We have been sidetracked yet again…unavoidably…against our will…
I’m going to ramble a bit here, so if you’re not interested you can just skip down to the pictures.
We were having the time of our lives sailing around Antigua and Barbuda when I re-injured my back. Already nursing a bad knee, it was evident that without medical attention my physical condition would prevent us from continuing our adventure. Greatly disappointed, we decided to interrupt our trip and head back to Grenada so that we could close up the boat and fly home to Florida. Our plan (back in April) was to fly home as soon as possible, get my knee and back fixed then return to the boat by November and continue with our adventure. Seven months was seemingly enough time to get two procedures done, recover, and return to the boat. Well, things don’t always go the way we want or expect and my repairs are taking twice as long as we wanted them to.
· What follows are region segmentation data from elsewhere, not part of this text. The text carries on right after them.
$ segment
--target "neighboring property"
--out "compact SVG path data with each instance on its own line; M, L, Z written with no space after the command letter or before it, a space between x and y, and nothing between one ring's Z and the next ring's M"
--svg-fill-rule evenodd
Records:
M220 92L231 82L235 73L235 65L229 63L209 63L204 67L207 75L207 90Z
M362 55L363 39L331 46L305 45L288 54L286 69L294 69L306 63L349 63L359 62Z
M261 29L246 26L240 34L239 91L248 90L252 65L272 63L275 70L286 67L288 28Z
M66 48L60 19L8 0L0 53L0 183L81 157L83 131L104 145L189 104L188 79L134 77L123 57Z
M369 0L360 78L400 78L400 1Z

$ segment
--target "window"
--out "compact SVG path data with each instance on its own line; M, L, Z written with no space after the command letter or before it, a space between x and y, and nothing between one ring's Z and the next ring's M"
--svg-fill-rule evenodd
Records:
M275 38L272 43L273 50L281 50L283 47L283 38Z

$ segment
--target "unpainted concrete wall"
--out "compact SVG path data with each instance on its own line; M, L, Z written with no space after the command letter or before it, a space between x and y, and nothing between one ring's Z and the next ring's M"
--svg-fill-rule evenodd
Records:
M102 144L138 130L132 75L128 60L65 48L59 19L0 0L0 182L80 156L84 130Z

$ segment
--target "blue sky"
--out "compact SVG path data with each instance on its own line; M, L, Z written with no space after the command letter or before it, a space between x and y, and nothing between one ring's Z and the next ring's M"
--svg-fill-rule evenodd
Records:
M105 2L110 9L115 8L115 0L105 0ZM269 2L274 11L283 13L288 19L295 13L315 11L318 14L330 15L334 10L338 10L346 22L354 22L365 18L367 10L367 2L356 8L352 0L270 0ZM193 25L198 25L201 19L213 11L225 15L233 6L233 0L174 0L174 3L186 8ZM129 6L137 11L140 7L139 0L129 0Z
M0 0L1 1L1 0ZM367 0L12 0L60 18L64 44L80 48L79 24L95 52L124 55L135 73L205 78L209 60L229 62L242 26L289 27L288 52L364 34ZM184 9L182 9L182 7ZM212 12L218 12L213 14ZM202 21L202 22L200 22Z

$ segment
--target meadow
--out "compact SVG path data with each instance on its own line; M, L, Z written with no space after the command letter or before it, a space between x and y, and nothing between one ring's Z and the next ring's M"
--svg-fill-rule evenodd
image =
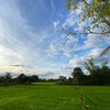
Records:
M110 87L52 82L0 87L0 110L82 110L84 105L89 110L110 110Z

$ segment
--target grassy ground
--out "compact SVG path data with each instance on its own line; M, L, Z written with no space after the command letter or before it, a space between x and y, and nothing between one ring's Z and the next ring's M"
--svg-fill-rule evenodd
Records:
M79 90L89 110L110 110L110 87L53 84L0 87L0 110L81 110Z

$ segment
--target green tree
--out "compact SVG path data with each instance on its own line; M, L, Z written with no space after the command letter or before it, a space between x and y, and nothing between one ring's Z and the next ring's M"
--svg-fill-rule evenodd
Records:
M103 63L101 66L95 64L94 58L88 59L85 63L86 69L89 72L87 77L88 85L106 85L110 84L110 68L107 66L107 63Z
M63 29L65 33L70 35L101 34L110 36L110 0L67 0L66 7L73 11L81 9L79 23L87 22L88 20L89 23L88 25L82 25L82 33L69 32L67 29ZM94 31L95 29L99 29L100 32ZM109 50L110 46L101 55L105 55Z
M12 76L11 73L6 73L6 75L3 76L3 84L7 85L11 85L12 81Z
M28 76L24 74L20 74L16 78L16 84L25 84L28 81Z
M81 81L82 81L81 78L84 76L84 73L80 67L75 67L72 75L74 77L75 84L81 84Z

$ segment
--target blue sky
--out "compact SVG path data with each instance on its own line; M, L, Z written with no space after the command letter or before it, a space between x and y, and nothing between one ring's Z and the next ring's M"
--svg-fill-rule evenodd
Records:
M97 64L109 59L110 53L99 55L110 44L110 37L102 41L90 34L67 36L62 31L82 31L78 22L80 10L70 12L65 3L66 0L0 0L1 74L68 77L90 56Z

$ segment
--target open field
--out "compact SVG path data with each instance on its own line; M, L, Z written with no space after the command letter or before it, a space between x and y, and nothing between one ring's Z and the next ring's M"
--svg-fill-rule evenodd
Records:
M56 86L38 82L0 87L0 110L110 110L110 87Z

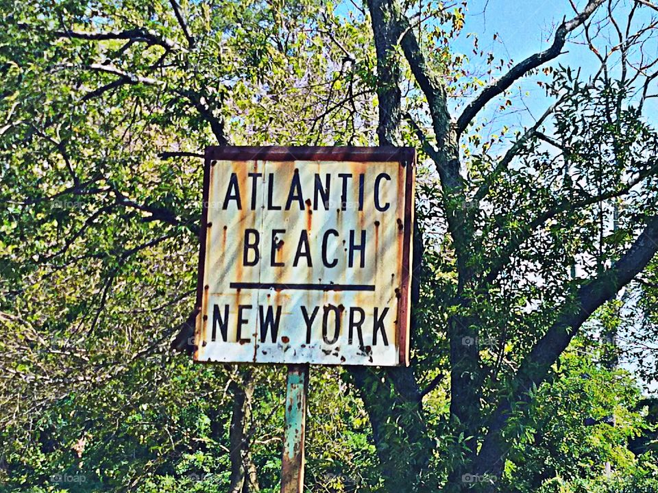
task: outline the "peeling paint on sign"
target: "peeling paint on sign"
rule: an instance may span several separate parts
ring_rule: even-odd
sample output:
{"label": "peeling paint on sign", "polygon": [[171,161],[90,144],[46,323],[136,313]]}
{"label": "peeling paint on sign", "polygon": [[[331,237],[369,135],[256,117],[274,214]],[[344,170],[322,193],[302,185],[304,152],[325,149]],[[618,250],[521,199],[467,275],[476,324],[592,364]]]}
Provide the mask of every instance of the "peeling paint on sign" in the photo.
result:
{"label": "peeling paint on sign", "polygon": [[414,161],[208,148],[195,359],[408,364]]}

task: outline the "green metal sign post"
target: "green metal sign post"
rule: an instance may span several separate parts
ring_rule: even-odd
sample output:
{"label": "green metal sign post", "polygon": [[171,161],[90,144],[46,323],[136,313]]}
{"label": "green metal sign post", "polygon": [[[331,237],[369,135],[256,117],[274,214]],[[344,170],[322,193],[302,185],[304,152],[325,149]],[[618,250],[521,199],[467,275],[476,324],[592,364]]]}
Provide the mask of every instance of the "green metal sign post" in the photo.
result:
{"label": "green metal sign post", "polygon": [[302,493],[304,488],[304,435],[308,392],[308,365],[288,365],[281,493]]}

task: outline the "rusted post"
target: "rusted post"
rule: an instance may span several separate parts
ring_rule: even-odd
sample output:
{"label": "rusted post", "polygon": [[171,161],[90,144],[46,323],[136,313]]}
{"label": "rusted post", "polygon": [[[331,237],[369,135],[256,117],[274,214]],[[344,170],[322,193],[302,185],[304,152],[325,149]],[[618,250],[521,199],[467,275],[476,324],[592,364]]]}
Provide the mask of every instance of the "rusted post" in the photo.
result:
{"label": "rusted post", "polygon": [[304,488],[304,435],[308,391],[308,365],[288,365],[281,493],[302,493]]}

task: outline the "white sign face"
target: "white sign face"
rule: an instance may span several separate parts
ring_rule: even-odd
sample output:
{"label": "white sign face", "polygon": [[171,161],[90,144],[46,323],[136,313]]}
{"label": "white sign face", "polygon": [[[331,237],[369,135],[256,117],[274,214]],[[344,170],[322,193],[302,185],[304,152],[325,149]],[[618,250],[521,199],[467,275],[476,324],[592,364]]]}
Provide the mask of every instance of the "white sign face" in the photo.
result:
{"label": "white sign face", "polygon": [[206,157],[195,359],[408,364],[413,149]]}

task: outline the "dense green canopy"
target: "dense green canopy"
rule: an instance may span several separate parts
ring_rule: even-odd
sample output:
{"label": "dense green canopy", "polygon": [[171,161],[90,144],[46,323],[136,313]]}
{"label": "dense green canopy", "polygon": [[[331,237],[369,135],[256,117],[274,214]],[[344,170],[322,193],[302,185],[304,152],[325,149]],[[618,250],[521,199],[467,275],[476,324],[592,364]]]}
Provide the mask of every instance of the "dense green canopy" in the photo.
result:
{"label": "dense green canopy", "polygon": [[574,8],[499,64],[462,3],[0,0],[0,490],[278,490],[284,369],[185,351],[232,144],[419,152],[412,364],[312,368],[309,491],[658,491],[658,7]]}

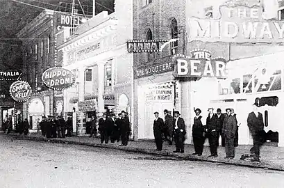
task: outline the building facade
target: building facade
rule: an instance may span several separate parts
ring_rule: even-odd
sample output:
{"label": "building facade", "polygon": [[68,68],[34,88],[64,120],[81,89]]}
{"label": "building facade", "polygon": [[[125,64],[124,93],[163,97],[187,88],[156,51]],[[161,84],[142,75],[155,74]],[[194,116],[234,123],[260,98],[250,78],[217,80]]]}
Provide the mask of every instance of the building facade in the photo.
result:
{"label": "building facade", "polygon": [[132,117],[133,55],[126,43],[133,38],[132,13],[132,1],[116,0],[114,13],[90,19],[58,47],[64,68],[76,77],[64,91],[64,111],[76,116],[79,135],[90,133],[86,123],[106,110]]}

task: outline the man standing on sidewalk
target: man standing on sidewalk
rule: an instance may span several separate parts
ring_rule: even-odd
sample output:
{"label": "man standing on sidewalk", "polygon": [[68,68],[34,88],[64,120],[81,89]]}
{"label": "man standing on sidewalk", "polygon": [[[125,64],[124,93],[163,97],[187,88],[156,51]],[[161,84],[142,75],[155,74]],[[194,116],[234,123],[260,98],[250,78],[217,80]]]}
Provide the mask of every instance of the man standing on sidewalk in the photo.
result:
{"label": "man standing on sidewalk", "polygon": [[183,118],[181,118],[178,111],[174,112],[174,141],[176,142],[176,150],[174,152],[185,152],[185,124]]}
{"label": "man standing on sidewalk", "polygon": [[226,109],[227,116],[223,123],[222,134],[225,136],[226,157],[232,159],[235,157],[234,139],[237,130],[237,121],[231,115],[231,109]]}
{"label": "man standing on sidewalk", "polygon": [[208,135],[211,155],[209,157],[217,157],[217,147],[220,127],[217,127],[217,118],[214,116],[213,108],[209,108],[209,114],[206,119],[206,132]]}
{"label": "man standing on sidewalk", "polygon": [[258,112],[256,104],[253,104],[253,111],[249,113],[247,117],[247,126],[249,128],[253,139],[253,161],[259,162],[260,147],[262,145],[262,132],[264,129],[262,114]]}
{"label": "man standing on sidewalk", "polygon": [[158,111],[154,113],[155,120],[153,126],[154,132],[155,142],[157,147],[156,150],[161,151],[162,148],[162,133],[164,130],[164,120],[159,118],[159,113]]}

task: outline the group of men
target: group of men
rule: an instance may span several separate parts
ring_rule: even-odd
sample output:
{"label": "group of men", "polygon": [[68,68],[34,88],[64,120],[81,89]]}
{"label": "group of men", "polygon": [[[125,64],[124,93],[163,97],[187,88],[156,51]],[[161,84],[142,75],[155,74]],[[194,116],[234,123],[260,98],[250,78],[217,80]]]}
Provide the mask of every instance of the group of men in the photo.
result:
{"label": "group of men", "polygon": [[[260,147],[262,141],[262,132],[264,130],[262,114],[258,111],[257,104],[253,104],[253,110],[247,118],[247,125],[253,139],[253,147],[251,152],[253,156],[253,161],[260,161]],[[192,125],[192,139],[194,152],[192,155],[201,156],[203,145],[208,138],[210,149],[210,157],[217,157],[217,147],[219,138],[222,136],[222,145],[225,146],[226,159],[235,157],[235,147],[237,146],[238,125],[234,110],[231,108],[226,109],[226,113],[222,113],[220,109],[217,109],[217,113],[214,113],[214,109],[208,109],[208,116],[203,118],[201,116],[201,110],[194,109],[195,117]],[[169,111],[165,110],[165,122],[158,117],[159,113],[155,112],[153,123],[153,132],[157,150],[162,150],[162,134],[169,137],[169,144],[172,144],[172,136],[176,143],[174,152],[184,152],[184,141],[185,139],[186,128],[184,120],[180,117],[178,111],[174,111],[174,118]]]}
{"label": "group of men", "polygon": [[115,113],[107,116],[103,113],[103,117],[99,120],[99,131],[101,134],[101,143],[103,141],[108,143],[110,139],[112,143],[119,142],[120,146],[126,146],[128,143],[129,133],[131,132],[129,118],[124,111],[122,111],[117,116]]}
{"label": "group of men", "polygon": [[47,139],[71,137],[73,129],[72,118],[68,117],[65,121],[62,116],[48,116],[47,118],[43,116],[40,127],[42,135]]}

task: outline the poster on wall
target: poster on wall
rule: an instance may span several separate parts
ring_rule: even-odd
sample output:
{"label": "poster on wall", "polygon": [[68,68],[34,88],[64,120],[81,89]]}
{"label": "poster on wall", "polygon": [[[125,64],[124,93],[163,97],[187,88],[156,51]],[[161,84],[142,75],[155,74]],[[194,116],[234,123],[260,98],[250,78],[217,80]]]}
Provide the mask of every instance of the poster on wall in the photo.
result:
{"label": "poster on wall", "polygon": [[15,101],[26,102],[31,95],[31,85],[24,81],[17,81],[10,86],[10,94]]}
{"label": "poster on wall", "polygon": [[68,88],[75,82],[75,76],[70,70],[59,67],[44,71],[42,79],[47,86],[54,90]]}

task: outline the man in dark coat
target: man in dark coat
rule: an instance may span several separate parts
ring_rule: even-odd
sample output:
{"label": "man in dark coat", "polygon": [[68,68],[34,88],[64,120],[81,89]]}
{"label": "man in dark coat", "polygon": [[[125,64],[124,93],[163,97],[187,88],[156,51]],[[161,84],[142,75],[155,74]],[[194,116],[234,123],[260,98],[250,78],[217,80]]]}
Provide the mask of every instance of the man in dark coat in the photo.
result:
{"label": "man in dark coat", "polygon": [[154,113],[155,120],[153,126],[154,132],[155,143],[157,147],[156,150],[161,151],[162,148],[162,133],[164,130],[164,120],[159,118],[159,113],[158,111]]}
{"label": "man in dark coat", "polygon": [[174,118],[171,115],[171,111],[167,109],[164,110],[165,114],[165,137],[169,141],[169,145],[172,145],[173,139],[173,122]]}
{"label": "man in dark coat", "polygon": [[99,120],[99,131],[101,134],[101,143],[103,143],[105,141],[106,143],[108,143],[108,135],[106,127],[106,113],[103,113],[103,117]]}
{"label": "man in dark coat", "polygon": [[209,114],[206,118],[206,132],[208,135],[209,145],[211,155],[209,157],[217,157],[218,154],[217,148],[218,146],[219,132],[221,127],[218,127],[216,116],[213,113],[213,108],[209,108]]}
{"label": "man in dark coat", "polygon": [[125,114],[124,111],[122,111],[122,119],[120,120],[120,133],[122,137],[122,144],[119,146],[126,146],[128,143],[129,132],[131,131],[129,118]]}
{"label": "man in dark coat", "polygon": [[178,111],[174,112],[175,118],[174,130],[174,141],[176,143],[176,150],[174,152],[185,152],[184,141],[185,139],[185,124],[183,118],[181,118],[181,113]]}
{"label": "man in dark coat", "polygon": [[260,147],[262,145],[262,132],[264,130],[264,123],[262,114],[258,112],[256,104],[253,104],[253,111],[249,113],[247,117],[247,126],[253,136],[253,148],[251,149],[253,151],[253,160],[259,162]]}
{"label": "man in dark coat", "polygon": [[[219,135],[221,135],[221,144],[223,147],[225,147],[225,138],[222,134],[222,126],[223,126],[224,119],[225,118],[225,116],[223,113],[222,113],[221,109],[217,109],[217,114],[215,114],[215,116],[216,116],[217,127],[220,128],[218,134]],[[217,146],[219,146],[219,136],[218,136]]]}
{"label": "man in dark coat", "polygon": [[222,134],[225,136],[225,158],[231,159],[235,157],[234,139],[237,130],[237,121],[235,117],[231,115],[231,109],[226,109],[226,111],[227,116],[224,120],[222,127]]}
{"label": "man in dark coat", "polygon": [[205,141],[206,125],[203,125],[202,123],[202,116],[200,116],[201,110],[200,109],[196,109],[194,111],[196,116],[194,117],[192,125],[192,139],[195,152],[192,153],[192,155],[201,156]]}

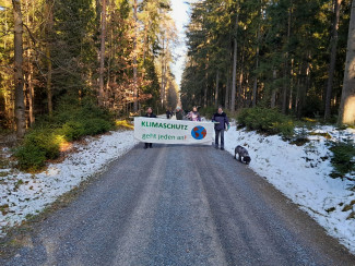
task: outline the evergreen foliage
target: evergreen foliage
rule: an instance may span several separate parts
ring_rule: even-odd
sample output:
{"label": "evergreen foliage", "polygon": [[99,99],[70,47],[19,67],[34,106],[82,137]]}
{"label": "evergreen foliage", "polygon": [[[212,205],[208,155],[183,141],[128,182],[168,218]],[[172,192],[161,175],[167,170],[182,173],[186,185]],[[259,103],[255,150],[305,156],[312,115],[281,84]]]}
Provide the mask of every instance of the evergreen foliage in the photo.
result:
{"label": "evergreen foliage", "polygon": [[248,130],[261,133],[282,134],[283,136],[294,134],[293,120],[274,109],[259,107],[242,109],[237,116],[237,121],[239,128],[246,126]]}

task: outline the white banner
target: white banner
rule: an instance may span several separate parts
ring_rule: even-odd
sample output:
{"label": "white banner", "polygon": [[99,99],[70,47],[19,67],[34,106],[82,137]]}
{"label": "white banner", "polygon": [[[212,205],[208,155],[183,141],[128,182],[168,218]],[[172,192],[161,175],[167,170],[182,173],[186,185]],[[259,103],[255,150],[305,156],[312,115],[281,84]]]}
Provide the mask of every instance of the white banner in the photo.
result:
{"label": "white banner", "polygon": [[134,118],[134,137],[145,143],[211,145],[213,129],[212,122]]}

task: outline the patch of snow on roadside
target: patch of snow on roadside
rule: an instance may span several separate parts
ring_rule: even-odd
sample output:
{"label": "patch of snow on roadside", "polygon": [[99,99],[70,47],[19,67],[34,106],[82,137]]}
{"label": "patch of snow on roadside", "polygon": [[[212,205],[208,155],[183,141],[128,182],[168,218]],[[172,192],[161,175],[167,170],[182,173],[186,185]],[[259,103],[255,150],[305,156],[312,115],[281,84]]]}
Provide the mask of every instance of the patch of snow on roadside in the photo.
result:
{"label": "patch of snow on roadside", "polygon": [[[355,137],[352,129],[338,131],[332,126],[321,126],[317,132],[328,132],[331,141],[354,141]],[[281,136],[263,136],[233,126],[225,134],[225,147],[234,155],[237,145],[245,146],[251,157],[249,167],[255,172],[264,177],[313,217],[330,235],[355,253],[355,219],[347,219],[355,211],[355,205],[342,211],[355,200],[355,193],[350,190],[354,182],[330,178],[332,154],[326,145],[327,138],[320,135],[309,138],[310,142],[304,146],[296,146],[284,142]]]}
{"label": "patch of snow on roadside", "polygon": [[85,146],[75,144],[78,153],[70,154],[63,162],[49,165],[44,172],[31,174],[9,170],[8,176],[0,178],[0,237],[5,227],[40,213],[138,143],[132,131],[110,133],[87,137]]}

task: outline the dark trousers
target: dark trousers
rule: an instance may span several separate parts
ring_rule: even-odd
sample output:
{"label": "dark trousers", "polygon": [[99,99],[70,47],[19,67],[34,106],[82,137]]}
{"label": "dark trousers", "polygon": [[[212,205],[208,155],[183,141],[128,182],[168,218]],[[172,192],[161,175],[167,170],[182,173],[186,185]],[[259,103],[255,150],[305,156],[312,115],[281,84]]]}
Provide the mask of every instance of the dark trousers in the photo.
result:
{"label": "dark trousers", "polygon": [[221,148],[224,148],[224,130],[214,130],[214,131],[215,131],[214,146],[218,147],[218,140],[221,134]]}

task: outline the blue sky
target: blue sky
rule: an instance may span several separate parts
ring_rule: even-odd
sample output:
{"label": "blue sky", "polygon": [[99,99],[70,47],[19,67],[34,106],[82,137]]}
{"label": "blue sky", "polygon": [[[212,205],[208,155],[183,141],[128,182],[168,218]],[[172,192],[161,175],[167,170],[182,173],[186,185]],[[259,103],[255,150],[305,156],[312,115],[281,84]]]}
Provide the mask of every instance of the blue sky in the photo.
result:
{"label": "blue sky", "polygon": [[180,86],[181,75],[184,71],[184,60],[186,55],[185,45],[185,28],[184,26],[189,23],[189,0],[171,0],[173,12],[171,16],[176,23],[177,31],[179,33],[179,45],[175,49],[176,62],[171,65],[173,73],[176,76],[176,82]]}

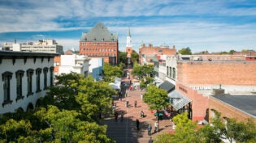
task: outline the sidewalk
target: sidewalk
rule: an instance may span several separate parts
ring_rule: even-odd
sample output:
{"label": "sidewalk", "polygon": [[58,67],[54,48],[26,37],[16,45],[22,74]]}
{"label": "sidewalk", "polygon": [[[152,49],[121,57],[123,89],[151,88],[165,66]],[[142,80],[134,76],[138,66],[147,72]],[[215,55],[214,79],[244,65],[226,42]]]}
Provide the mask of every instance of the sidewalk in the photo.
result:
{"label": "sidewalk", "polygon": [[[128,90],[128,97],[123,98],[122,101],[115,100],[116,111],[119,113],[118,121],[115,122],[114,116],[111,118],[105,119],[103,124],[107,125],[106,134],[117,143],[148,143],[150,136],[148,135],[147,127],[150,124],[152,126],[152,138],[156,135],[166,132],[173,131],[171,122],[167,119],[159,120],[158,132],[154,133],[154,124],[156,121],[156,117],[154,116],[155,111],[151,112],[146,103],[143,103],[141,99],[141,95],[143,94],[140,90]],[[126,107],[125,101],[129,102],[129,107]],[[137,107],[134,107],[135,100],[137,102]],[[141,118],[141,111],[144,111],[145,116]],[[124,112],[124,120],[120,120],[120,113]],[[136,128],[136,120],[140,121],[140,130],[137,132]]]}

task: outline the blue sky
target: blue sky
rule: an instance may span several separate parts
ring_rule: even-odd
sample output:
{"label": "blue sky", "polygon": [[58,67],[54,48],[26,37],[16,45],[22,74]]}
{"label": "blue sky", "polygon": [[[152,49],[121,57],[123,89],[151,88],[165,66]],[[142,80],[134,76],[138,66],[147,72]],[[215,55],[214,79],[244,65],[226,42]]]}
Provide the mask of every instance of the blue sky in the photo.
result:
{"label": "blue sky", "polygon": [[0,43],[54,39],[78,49],[82,32],[102,23],[132,48],[189,47],[192,52],[255,49],[256,0],[0,0]]}

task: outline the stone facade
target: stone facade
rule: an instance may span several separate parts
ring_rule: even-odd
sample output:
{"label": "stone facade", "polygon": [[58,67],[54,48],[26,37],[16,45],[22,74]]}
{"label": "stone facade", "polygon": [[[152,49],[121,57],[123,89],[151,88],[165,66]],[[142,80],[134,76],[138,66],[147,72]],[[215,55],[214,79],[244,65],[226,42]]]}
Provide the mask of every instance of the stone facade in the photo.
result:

Actually, my knee went quite well and is back to 90 percent, which is as good as it will ever be. The relief from my previous knee surgery lasted over ten years so if I can get ten years from this procedure, I’ll be happy! Following insurance company policies and procedures, x-rays, MRIs, etc. it took about six weeks to get in front of a good knee surgeon. The wait to see a specialist is very frustrating and I assumed it would be several weeks until I could be scheduled for the procedure but for once we were pleasantly surprised. After reviewing the clinical evidence, I was quite happy and totally validated when the doctor told us, in technical terms: “your knee is messed up, what are you doing tomorrow?” His staff was able to get insurance authorization in less than an hour and a slot in the OR for the next morning! The surgery was a success, I’ll never run again but there is tremendous relief. At least we can go swimming, walking and hiking again without fear of painful aftereffects. The surgeon told us that was the last surgery on my right knee and unfortunately the next step will be knee replacement. Hopefully we won’t be talking about that for at least another ten years!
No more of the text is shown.